Contrary to popular belief, fixer-uppers are not simply people with issues. We all have issues, every last one of us. We’re all trying to figure out how to live our lifes better, overcoming past relationships, and dealing with unresolved childhood issues. In that way, fixer-uppers and the rest of us are very much alike. What makes them different is their approach.
Fixer-uppers believe that life just happens to them. They think they have no control over the cirumstances in which they find themselves and constantly make excuses as to why things aren’t improving. “I just have bad luck.” “It doesn’t matter if I try, it still won’t work out.” “It’s been like this for a while, this is who it’s going to be forever.”
Getting involved with a fixer-upper is seductive; you think you’ll be the one to show them just how wonderful life can be. Life is a wonderful journey and the fixer-upper was clearly just missing someone to point that out. You can be this person, you tell yourself. The fixer-upper has so much potential, filled with talent and intelligence…once you’re able to show them how great life can be, they’ll flourish into everything you want. And then you’ll have the pride of knowing you turned someone’s life around and you end up with a wonderful person. What a great deal!

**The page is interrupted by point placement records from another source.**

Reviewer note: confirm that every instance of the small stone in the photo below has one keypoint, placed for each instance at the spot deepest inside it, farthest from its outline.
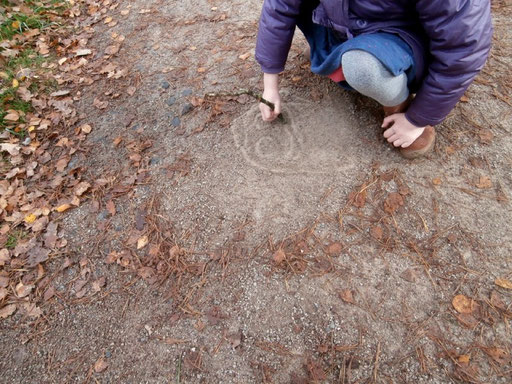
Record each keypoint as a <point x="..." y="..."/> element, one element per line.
<point x="171" y="101"/>
<point x="176" y="122"/>
<point x="187" y="108"/>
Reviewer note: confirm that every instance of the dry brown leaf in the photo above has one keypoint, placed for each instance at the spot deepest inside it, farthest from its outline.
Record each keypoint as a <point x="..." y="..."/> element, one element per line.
<point x="7" y="311"/>
<point x="245" y="56"/>
<point x="347" y="296"/>
<point x="503" y="283"/>
<point x="377" y="232"/>
<point x="32" y="310"/>
<point x="142" y="242"/>
<point x="12" y="116"/>
<point x="86" y="128"/>
<point x="100" y="365"/>
<point x="3" y="293"/>
<point x="393" y="202"/>
<point x="334" y="249"/>
<point x="464" y="304"/>
<point x="63" y="207"/>
<point x="111" y="208"/>
<point x="484" y="182"/>
<point x="23" y="290"/>
<point x="81" y="188"/>
<point x="279" y="256"/>
<point x="500" y="355"/>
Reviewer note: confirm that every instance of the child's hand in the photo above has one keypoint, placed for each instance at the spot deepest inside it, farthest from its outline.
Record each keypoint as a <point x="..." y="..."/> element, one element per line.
<point x="400" y="131"/>
<point x="270" y="93"/>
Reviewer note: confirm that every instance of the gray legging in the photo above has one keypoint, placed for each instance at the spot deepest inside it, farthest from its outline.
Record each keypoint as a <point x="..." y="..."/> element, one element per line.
<point x="366" y="74"/>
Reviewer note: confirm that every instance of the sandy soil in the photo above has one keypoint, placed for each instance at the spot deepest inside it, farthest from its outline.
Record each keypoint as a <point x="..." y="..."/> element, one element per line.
<point x="297" y="252"/>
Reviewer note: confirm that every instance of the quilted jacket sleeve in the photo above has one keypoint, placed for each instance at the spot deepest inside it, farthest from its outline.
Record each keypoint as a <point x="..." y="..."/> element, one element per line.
<point x="275" y="34"/>
<point x="460" y="33"/>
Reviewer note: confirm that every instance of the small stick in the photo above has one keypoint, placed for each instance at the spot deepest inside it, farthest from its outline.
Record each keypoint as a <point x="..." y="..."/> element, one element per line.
<point x="251" y="93"/>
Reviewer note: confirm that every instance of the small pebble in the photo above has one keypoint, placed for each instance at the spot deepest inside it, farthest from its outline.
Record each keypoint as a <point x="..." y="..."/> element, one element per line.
<point x="176" y="122"/>
<point x="186" y="109"/>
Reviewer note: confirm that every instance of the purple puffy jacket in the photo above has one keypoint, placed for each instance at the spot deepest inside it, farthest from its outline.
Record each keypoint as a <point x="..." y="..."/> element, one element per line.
<point x="450" y="40"/>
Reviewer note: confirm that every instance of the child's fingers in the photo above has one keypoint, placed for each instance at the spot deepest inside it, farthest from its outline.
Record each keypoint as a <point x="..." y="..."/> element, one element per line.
<point x="266" y="112"/>
<point x="388" y="121"/>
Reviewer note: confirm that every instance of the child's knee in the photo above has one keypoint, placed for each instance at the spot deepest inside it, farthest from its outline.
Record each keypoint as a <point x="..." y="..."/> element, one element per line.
<point x="367" y="75"/>
<point x="361" y="69"/>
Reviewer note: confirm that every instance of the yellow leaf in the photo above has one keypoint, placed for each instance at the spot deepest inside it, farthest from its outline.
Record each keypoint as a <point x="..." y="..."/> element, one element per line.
<point x="29" y="219"/>
<point x="63" y="207"/>
<point x="463" y="304"/>
<point x="503" y="283"/>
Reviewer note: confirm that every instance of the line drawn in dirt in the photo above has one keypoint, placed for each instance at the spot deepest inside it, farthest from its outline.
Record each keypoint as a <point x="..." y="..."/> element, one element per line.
<point x="311" y="141"/>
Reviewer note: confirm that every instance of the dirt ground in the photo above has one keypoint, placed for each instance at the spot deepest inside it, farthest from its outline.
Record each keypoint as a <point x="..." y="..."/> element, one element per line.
<point x="235" y="251"/>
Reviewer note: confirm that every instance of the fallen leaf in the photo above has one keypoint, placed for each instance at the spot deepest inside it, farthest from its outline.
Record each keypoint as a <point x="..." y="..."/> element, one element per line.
<point x="37" y="255"/>
<point x="279" y="256"/>
<point x="503" y="283"/>
<point x="111" y="208"/>
<point x="142" y="242"/>
<point x="347" y="296"/>
<point x="500" y="355"/>
<point x="463" y="304"/>
<point x="100" y="365"/>
<point x="464" y="359"/>
<point x="393" y="202"/>
<point x="7" y="311"/>
<point x="334" y="249"/>
<point x="377" y="232"/>
<point x="83" y="52"/>
<point x="98" y="284"/>
<point x="86" y="128"/>
<point x="63" y="208"/>
<point x="32" y="310"/>
<point x="81" y="188"/>
<point x="29" y="219"/>
<point x="23" y="290"/>
<point x="245" y="56"/>
<point x="12" y="116"/>
<point x="13" y="149"/>
<point x="484" y="183"/>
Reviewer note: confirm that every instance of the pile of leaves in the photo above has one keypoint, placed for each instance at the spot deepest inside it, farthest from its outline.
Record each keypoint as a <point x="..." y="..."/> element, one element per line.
<point x="43" y="68"/>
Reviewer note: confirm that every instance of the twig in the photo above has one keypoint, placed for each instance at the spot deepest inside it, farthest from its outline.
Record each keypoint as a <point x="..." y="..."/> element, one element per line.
<point x="248" y="92"/>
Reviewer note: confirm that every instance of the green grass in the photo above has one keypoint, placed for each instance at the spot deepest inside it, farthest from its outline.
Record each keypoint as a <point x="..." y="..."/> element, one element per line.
<point x="42" y="16"/>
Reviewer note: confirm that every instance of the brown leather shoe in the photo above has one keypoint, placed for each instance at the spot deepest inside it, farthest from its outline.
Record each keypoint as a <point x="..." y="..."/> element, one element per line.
<point x="422" y="145"/>
<point x="388" y="111"/>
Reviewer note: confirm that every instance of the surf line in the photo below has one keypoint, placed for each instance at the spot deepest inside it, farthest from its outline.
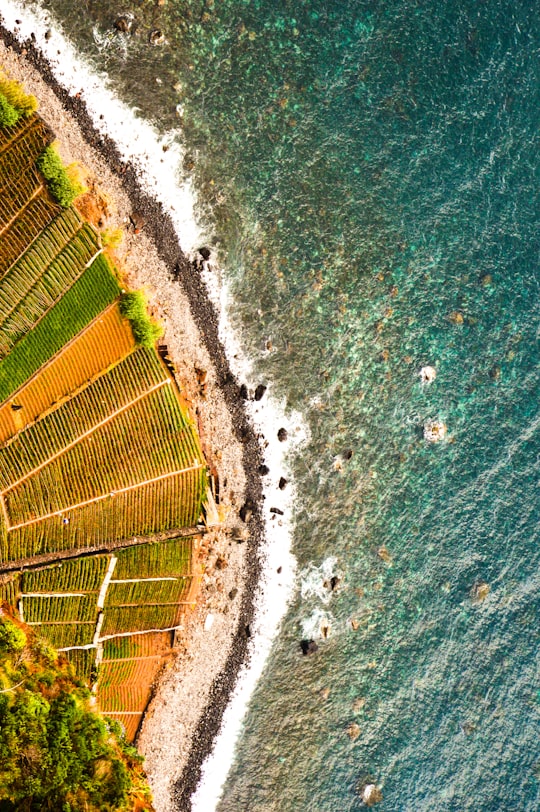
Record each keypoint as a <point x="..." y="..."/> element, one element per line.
<point x="139" y="144"/>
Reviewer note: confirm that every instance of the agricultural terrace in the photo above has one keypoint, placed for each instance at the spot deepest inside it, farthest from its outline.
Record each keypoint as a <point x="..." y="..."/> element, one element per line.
<point x="102" y="478"/>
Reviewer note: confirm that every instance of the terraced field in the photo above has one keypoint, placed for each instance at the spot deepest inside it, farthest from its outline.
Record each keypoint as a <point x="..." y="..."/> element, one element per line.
<point x="102" y="478"/>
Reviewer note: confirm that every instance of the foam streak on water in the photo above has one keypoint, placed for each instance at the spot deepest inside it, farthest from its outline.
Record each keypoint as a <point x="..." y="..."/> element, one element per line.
<point x="139" y="143"/>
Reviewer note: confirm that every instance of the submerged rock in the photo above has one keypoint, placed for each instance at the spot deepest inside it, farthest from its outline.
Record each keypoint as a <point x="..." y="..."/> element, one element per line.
<point x="371" y="794"/>
<point x="428" y="374"/>
<point x="480" y="591"/>
<point x="353" y="731"/>
<point x="308" y="647"/>
<point x="434" y="431"/>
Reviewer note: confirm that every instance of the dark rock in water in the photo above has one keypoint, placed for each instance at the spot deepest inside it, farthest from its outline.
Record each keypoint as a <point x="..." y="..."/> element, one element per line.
<point x="308" y="647"/>
<point x="246" y="511"/>
<point x="156" y="37"/>
<point x="137" y="220"/>
<point x="123" y="24"/>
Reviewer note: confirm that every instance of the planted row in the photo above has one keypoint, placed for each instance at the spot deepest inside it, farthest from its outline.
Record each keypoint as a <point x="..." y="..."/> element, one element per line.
<point x="65" y="609"/>
<point x="48" y="288"/>
<point x="104" y="342"/>
<point x="17" y="195"/>
<point x="96" y="288"/>
<point x="119" y="619"/>
<point x="137" y="445"/>
<point x="83" y="574"/>
<point x="25" y="229"/>
<point x="137" y="645"/>
<point x="64" y="635"/>
<point x="142" y="592"/>
<point x="23" y="150"/>
<point x="171" y="503"/>
<point x="23" y="274"/>
<point x="129" y="379"/>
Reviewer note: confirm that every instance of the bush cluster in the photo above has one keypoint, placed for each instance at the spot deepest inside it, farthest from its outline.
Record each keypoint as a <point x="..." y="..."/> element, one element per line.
<point x="55" y="752"/>
<point x="133" y="307"/>
<point x="8" y="114"/>
<point x="24" y="103"/>
<point x="60" y="186"/>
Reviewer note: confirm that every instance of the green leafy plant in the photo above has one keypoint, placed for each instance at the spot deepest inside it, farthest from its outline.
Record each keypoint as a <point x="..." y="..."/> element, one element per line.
<point x="145" y="330"/>
<point x="24" y="103"/>
<point x="56" y="753"/>
<point x="8" y="114"/>
<point x="62" y="188"/>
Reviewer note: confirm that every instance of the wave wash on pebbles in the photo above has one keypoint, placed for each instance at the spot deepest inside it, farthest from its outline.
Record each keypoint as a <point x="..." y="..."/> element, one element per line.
<point x="139" y="144"/>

The problem is that fixer-uppers won’t change because of you; at least, not while you’re together. Someone who believes life is simply happening to them can’t be convinced by your charms. You may make an impression on him or her by the way you live your life, but ultimately you won’t be the beneficiary of their turnaround. The best you can hope to do is escape without getting in too deep and pray that you made a good enough impression that the fixer-upper will take steps to fix themselves.

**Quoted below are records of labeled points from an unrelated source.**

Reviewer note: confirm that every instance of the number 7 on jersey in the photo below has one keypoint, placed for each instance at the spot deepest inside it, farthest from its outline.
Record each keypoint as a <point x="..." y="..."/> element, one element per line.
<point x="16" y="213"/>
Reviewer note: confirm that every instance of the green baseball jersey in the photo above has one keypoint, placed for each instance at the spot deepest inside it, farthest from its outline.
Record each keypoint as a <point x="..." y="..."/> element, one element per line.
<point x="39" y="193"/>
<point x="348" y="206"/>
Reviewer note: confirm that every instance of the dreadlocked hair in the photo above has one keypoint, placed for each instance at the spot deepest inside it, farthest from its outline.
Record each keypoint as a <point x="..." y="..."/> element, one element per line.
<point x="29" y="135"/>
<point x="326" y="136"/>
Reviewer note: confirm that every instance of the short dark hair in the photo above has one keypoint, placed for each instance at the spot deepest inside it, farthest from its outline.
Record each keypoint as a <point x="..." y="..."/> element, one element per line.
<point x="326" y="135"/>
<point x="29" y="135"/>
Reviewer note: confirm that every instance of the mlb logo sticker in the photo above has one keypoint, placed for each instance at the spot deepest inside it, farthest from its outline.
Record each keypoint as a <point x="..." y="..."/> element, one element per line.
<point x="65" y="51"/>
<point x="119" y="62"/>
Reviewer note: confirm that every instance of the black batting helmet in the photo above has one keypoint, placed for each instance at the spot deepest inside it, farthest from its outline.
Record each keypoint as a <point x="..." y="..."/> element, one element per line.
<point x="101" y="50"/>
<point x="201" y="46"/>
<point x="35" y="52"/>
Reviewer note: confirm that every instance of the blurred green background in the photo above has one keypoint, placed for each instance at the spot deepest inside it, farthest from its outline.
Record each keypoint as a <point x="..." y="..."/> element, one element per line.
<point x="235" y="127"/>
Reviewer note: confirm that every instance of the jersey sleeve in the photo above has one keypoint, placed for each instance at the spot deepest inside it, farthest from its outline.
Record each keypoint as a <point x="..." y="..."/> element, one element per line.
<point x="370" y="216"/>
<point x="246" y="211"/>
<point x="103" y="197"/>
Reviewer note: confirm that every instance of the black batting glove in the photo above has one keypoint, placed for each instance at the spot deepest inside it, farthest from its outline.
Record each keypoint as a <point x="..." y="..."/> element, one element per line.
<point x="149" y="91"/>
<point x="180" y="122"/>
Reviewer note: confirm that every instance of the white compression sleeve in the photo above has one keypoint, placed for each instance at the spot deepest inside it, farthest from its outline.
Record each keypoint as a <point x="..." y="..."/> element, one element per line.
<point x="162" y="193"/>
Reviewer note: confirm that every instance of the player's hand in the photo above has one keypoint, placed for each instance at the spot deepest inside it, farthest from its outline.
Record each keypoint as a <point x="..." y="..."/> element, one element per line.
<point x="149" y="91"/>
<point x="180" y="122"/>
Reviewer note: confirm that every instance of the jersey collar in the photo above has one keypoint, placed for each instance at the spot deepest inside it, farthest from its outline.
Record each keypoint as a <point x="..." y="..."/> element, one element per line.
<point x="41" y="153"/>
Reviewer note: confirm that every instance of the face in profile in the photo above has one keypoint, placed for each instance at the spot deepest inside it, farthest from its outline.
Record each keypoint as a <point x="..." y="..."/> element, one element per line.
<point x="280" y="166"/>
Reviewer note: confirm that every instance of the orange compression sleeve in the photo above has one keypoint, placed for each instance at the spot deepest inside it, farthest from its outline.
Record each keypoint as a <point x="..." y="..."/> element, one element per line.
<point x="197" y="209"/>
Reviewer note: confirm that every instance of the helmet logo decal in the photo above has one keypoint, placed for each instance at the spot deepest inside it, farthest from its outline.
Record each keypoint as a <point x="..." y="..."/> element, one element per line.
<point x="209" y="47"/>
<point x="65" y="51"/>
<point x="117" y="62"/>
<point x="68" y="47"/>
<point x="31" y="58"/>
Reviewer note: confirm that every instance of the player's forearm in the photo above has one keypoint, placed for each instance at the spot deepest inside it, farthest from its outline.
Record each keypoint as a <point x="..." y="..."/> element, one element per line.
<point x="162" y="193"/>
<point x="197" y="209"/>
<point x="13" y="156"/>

What fixer-uppers need is a change in perspective, they need to believe that they do have some control over their life and circumstances. They need to stop making excuses as to why that can’t happen now. And you can’t be the one to tell them that. No one changes unless they a) want to change and b) believe that they can. Fixer-uppers don’t subscribe to either. You may have some fun initially and take solace in being their security blanket, but ultimately the unbalanced relationship this creates will become oppressive to you.
Also, if you meet someone and think right away that they may be a fixer-upper, chances are that they’re not. Fixer-uppers tend to be more subtle because they believe their plight is their own and no one else can understand, so why share details with you? The details slowly start to reveal themselves as you spend more time together. Those who reveal a bout with depression, or an alcoholic parent, or a bad past relationship at the onset are most likely not fixer-uppers. They’re trying to be open about the issues they are addressing, which indicates that they issues are being addressed. Again, we all have issues we’re dealing with, and someone being open about them usually means that they want to put their cards on the table so they can have an honest relationship with you.

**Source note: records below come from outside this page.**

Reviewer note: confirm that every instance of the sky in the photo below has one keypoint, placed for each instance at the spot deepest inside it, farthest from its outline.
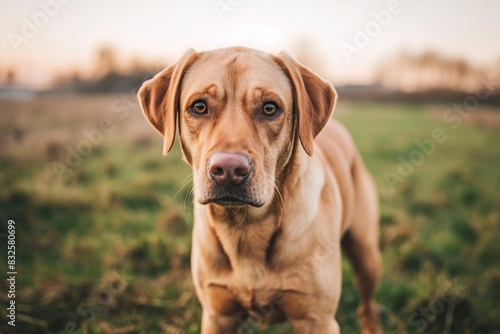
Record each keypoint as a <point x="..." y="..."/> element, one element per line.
<point x="349" y="38"/>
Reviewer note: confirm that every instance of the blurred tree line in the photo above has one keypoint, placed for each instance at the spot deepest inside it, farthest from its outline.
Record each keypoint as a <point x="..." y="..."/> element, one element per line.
<point x="431" y="71"/>
<point x="108" y="75"/>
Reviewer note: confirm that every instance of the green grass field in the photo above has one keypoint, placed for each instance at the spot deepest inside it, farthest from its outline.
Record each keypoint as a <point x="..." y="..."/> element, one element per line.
<point x="104" y="246"/>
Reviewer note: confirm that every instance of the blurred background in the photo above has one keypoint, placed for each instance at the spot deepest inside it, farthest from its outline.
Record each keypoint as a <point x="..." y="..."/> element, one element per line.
<point x="103" y="221"/>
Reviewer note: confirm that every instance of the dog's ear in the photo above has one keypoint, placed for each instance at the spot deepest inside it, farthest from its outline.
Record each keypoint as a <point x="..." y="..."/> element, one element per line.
<point x="314" y="99"/>
<point x="159" y="98"/>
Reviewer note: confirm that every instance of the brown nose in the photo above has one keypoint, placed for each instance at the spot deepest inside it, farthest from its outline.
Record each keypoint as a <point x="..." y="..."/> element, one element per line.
<point x="229" y="168"/>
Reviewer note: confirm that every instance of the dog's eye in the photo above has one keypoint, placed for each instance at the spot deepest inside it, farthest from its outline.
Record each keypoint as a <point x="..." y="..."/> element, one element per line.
<point x="199" y="107"/>
<point x="269" y="109"/>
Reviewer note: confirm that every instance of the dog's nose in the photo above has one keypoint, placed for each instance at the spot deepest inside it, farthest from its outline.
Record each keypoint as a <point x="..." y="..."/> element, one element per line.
<point x="229" y="168"/>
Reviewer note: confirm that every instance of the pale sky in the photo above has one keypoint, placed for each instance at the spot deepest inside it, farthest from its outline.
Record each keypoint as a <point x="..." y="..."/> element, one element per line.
<point x="68" y="36"/>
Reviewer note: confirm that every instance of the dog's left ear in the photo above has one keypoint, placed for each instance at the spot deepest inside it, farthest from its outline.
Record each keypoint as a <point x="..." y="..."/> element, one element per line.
<point x="314" y="99"/>
<point x="159" y="98"/>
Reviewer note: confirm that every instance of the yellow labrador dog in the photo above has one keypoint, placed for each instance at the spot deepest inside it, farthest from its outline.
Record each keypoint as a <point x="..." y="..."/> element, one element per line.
<point x="278" y="190"/>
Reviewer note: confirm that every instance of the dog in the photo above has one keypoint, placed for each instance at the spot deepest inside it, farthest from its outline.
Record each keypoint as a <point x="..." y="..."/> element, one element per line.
<point x="279" y="190"/>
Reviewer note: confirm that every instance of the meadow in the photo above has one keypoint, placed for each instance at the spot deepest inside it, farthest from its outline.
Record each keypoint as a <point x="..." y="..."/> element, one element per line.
<point x="103" y="220"/>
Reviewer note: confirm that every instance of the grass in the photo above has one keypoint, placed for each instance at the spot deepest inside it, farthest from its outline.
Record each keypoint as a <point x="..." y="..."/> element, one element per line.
<point x="105" y="248"/>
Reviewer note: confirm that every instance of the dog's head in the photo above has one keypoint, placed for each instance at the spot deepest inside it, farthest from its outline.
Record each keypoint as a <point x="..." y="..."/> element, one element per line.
<point x="240" y="114"/>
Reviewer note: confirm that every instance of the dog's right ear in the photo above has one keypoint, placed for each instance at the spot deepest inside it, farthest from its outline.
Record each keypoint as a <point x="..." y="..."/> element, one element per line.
<point x="159" y="98"/>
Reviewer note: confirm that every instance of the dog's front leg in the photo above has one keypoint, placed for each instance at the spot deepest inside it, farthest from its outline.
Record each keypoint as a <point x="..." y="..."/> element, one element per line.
<point x="213" y="323"/>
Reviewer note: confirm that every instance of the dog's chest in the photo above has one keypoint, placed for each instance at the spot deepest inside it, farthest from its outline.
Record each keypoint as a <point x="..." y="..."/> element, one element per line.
<point x="254" y="288"/>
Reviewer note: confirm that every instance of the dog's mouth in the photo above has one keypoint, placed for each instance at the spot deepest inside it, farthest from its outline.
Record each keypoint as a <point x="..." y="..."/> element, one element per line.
<point x="231" y="201"/>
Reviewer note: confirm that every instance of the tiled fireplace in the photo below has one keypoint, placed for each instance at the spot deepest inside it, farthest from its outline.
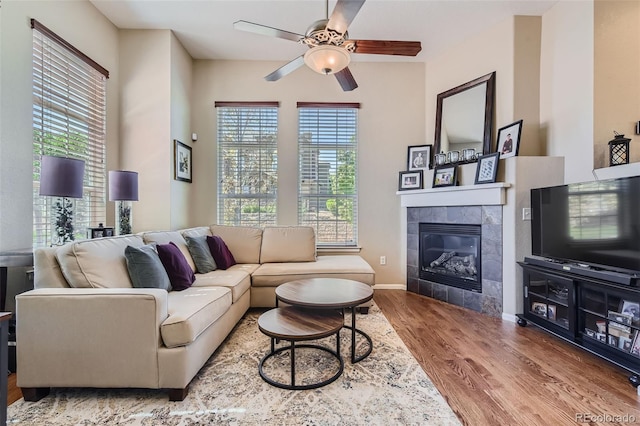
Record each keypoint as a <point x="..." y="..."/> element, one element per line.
<point x="481" y="225"/>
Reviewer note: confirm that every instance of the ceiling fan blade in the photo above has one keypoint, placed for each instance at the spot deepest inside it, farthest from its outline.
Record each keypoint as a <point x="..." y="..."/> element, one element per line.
<point x="388" y="47"/>
<point x="343" y="14"/>
<point x="346" y="80"/>
<point x="287" y="68"/>
<point x="268" y="31"/>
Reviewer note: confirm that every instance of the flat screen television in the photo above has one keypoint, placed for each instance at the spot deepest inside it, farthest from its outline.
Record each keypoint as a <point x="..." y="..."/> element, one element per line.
<point x="596" y="224"/>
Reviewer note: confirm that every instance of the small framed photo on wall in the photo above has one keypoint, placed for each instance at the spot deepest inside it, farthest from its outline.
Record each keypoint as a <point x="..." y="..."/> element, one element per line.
<point x="419" y="157"/>
<point x="183" y="165"/>
<point x="410" y="180"/>
<point x="509" y="139"/>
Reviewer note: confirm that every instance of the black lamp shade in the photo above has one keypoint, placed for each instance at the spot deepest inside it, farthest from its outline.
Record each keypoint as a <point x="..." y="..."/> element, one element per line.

So beware the fixer-upper, you may think you can change them and turn them into a more wonderful person, but you’re wrong. Fixer-uppers may be fun for a short amount of time, but long-term is not in the cards. Also, be careful not to label someone as a fixer-upper early on because they may just be open and honest. Remember, we all have issues, it’s the way that we deal with them that determines the difference between a fixer-upper and everyone else.